Pageviews past week

Monday, November 14, 2016

#72 - Bleak House - Charles Dickens



#72
Title:  Bleak House
Author:   Charles Dickens
Read by: David Case
Illustrations by:  Phiz
Genre:  Fiction
Rating:  B
Published:  originally - 1852
Dates:  10/11/16 – 11/14/16
CDs/Hours: 31/39.5

Hailed more for being his best novel, not his best book, Bleak House represents Dickens’ highest point of his intellectual maturity.  So says G. K. Chesterton in his introduction to the story from the Everyman’s edition.
While very long, drawn out and including characters and situations not germane to the book, Dickens will delight readers who love tomes of this length.  Before the story was complete, Dickens serialized it over a period of 19 months from March 1852 to September 1853.  Along with his readers who wanted to know what came next, Dickens, too, wrote by the “seat of his pants” so to speak, as he met each deadline!
The story is brilliant when you consider it’s a love story, a murder mystery and a comedy of sorts and very much about social criticism.   The subordinate characters are as outrageous as other main characters are sublime.   Esther Summerson, in part, narrates.  We find her as a young girl living with her aunt, though she doesn’t know at the time it is her aunt.  Before she’s very old off to Bleak House she goes, along with Richard Carstone and Ada Clare – all wards of Mr.
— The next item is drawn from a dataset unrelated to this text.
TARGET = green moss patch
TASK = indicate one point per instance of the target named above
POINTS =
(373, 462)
Jarndyce.  Despite its’ bleakness it has a happy ending.  And Bleak House isn’t bleak at all but a haven for the three young people that Jarndyce enfolds into his care.
The pen and ink drawings by Phiz are delightful.  I also checked out both the Everyman’s Library publication and Penguin Classics – each with their own notes and summaries of Dickens and his masterpiece.